Rick made a visual reference to his father, who had turned at Daisy’s approach. “Could have been a little after that, but right around there.” Daisy put the two beers on the table and went back to the bar.

“You see any cars passing? Anybody else on the street?”

“Nuh-unh.”

“Bailey says it was ten o’clock. I’m puzzled by the discrepancy.”

Pearl intervened. “Coroner put the time of death close to midnight. Naturally, Bailey’d like everybody to believe he was home in bed by then.”

I glanced at Rick. He should have been home in bed himself. “You were how old, seventeen at the time?”

“Who, me? I’se a junior in high school.”

“You’d been out on a date?”

“I’d been at my grammaw’s and I was on my way home. She’d had a stroke and Dad wanted me to stay with her till the visiting nurse got there.” Rick lit another cigarette.

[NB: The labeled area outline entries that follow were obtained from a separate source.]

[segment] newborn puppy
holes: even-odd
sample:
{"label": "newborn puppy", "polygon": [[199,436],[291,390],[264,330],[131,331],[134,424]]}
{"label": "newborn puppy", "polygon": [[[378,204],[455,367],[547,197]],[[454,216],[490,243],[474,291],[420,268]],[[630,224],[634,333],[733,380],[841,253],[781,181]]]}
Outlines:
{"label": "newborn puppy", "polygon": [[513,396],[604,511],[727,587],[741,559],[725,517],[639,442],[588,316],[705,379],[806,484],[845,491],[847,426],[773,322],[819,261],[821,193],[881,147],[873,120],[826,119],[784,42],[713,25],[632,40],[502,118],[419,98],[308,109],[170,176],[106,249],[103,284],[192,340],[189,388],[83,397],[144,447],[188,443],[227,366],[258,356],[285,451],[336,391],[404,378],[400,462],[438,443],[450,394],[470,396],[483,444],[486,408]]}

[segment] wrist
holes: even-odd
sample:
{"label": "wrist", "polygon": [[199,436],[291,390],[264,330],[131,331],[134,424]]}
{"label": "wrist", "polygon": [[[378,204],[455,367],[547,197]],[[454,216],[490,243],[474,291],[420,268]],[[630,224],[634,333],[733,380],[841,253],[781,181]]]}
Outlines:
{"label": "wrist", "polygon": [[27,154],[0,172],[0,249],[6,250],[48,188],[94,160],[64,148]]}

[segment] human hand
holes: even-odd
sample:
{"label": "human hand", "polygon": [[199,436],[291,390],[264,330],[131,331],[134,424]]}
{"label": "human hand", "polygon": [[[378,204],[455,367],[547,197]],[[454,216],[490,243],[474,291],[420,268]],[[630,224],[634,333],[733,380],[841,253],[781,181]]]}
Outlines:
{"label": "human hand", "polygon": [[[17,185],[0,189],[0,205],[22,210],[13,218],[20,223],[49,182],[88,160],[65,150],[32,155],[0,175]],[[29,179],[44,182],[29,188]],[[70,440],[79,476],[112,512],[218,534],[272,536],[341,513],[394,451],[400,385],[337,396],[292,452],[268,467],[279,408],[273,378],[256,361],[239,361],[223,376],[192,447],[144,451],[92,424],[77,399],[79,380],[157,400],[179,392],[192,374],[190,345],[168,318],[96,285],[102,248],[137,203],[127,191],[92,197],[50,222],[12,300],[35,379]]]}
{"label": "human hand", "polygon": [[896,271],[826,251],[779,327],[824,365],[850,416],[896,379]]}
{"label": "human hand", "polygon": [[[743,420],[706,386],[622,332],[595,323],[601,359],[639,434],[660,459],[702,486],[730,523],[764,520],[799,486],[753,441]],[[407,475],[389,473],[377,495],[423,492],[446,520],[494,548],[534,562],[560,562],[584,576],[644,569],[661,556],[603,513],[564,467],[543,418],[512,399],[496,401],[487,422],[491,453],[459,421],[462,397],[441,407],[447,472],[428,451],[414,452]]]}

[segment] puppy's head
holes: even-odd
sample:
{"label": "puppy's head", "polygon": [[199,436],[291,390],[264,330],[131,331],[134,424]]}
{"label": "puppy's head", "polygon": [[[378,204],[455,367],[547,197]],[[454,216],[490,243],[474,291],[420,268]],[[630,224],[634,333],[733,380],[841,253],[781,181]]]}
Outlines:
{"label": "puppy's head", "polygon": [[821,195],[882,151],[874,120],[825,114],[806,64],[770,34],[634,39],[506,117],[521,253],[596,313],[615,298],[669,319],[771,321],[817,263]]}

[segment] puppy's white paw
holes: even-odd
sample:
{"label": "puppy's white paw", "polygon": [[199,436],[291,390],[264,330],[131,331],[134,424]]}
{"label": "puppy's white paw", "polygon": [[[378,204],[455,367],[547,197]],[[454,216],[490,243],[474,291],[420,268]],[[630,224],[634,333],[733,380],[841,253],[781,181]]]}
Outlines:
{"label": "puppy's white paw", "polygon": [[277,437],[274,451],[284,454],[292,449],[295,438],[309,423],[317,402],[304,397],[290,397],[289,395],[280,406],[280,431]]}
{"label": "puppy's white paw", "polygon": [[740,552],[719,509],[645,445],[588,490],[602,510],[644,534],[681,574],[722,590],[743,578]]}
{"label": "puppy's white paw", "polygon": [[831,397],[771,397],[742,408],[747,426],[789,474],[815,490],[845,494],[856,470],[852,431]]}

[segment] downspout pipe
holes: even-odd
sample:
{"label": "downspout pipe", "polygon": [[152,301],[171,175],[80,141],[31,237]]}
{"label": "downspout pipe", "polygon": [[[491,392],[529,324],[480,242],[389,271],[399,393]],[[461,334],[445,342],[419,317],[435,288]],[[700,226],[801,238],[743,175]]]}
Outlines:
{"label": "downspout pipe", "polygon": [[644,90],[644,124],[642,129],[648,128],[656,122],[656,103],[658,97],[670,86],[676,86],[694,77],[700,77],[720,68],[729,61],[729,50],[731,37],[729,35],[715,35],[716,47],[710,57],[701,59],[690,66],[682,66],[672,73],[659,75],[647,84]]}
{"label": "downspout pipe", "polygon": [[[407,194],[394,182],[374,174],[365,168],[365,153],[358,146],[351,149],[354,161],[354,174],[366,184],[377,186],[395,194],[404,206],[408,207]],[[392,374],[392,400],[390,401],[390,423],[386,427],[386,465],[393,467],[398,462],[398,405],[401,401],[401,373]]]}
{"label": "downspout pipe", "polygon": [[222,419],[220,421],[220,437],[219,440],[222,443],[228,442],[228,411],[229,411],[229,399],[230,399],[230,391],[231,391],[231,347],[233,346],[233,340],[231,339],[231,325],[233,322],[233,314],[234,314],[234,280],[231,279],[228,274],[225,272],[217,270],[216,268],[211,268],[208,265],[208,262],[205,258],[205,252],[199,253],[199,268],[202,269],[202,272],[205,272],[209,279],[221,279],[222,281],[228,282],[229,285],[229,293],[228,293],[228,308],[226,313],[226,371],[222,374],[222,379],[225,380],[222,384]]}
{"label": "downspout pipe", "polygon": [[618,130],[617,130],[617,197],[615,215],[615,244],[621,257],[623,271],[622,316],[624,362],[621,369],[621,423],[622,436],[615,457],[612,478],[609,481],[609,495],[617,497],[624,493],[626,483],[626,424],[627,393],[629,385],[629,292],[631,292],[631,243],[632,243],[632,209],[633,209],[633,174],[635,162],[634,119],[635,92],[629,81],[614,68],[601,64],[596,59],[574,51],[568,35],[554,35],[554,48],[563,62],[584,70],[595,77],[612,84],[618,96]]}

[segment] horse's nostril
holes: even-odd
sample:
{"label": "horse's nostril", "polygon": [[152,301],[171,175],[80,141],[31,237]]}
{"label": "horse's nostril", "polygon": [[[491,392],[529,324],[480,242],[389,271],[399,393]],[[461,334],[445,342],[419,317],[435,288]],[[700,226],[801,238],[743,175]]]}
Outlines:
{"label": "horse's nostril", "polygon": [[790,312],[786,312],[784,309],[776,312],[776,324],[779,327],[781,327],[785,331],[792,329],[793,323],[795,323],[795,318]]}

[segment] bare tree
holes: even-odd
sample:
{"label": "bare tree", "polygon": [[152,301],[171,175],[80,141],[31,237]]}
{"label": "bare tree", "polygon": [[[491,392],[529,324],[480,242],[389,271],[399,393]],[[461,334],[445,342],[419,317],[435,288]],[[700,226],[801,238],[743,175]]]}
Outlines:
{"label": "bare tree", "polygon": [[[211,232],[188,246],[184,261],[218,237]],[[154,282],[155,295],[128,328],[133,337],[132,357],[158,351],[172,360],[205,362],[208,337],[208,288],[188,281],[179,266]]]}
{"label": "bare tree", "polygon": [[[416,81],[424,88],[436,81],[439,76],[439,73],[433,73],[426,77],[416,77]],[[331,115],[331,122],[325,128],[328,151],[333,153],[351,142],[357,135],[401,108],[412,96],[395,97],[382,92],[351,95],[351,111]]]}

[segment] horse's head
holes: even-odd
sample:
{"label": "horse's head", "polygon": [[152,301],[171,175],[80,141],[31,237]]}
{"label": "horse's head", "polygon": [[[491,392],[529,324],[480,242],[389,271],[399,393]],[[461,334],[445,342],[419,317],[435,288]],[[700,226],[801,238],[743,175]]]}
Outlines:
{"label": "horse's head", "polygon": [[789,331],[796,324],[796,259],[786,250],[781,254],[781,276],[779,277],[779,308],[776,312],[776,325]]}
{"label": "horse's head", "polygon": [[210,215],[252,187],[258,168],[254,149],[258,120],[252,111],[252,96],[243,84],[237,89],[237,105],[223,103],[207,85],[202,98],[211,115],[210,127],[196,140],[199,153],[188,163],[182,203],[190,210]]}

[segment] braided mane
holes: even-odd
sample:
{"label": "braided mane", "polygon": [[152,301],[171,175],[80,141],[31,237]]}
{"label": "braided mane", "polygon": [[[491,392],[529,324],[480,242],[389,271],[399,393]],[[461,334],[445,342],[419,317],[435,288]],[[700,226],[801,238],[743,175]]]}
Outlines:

Cherie’s face was expressionless, except for an occasional flicker of the mouth-meaning what? She checked her nails and decided to give herself a manicure with her teeth.

“Which was when?”

“Ten after twelve. Something like that.”

Pearl spoke up again. “Nurse on -the early shift called in sick so I had Rick sit in till the other one got there.”

“I take it your grandmother lived in the neighborhood.”

“Why all the questions?” Rick asked,

“Because you’re the only witness who can actually put him at the scene.”

“Of course he was there. He admits that himself. I saw the two of ‘em get out of his truck.”

“It couldn’t have been somebody else?”

“I know Bailey. I’ve known him all my life. He wasn’t any farther away than here to there. The two of ‘em drove down to the beach and he parked and they got out and went down the steps.” Rick’s eyes strayed back to his father’s face. He was lying through his teeth.

“Excuse me,” Cherie said. “Does anybody mind if I bug out? I got a headache.”

“You go on home, baby,” Pearl said. “We’ll be there in a bit.”

“Nice meeting you,” she said to me briefly, as she got up. She didn’t bother to say anything to Rick. Pearl watched her departure, clearly fond of her.

I caught Rick’s eye again. “Did you see anybody coming in or out of the motel?” I knew I was being persistent, but I figured this might be the only chance I’d get to question him. His father’s presence probably didn’t help, but what was I going to do? “No.”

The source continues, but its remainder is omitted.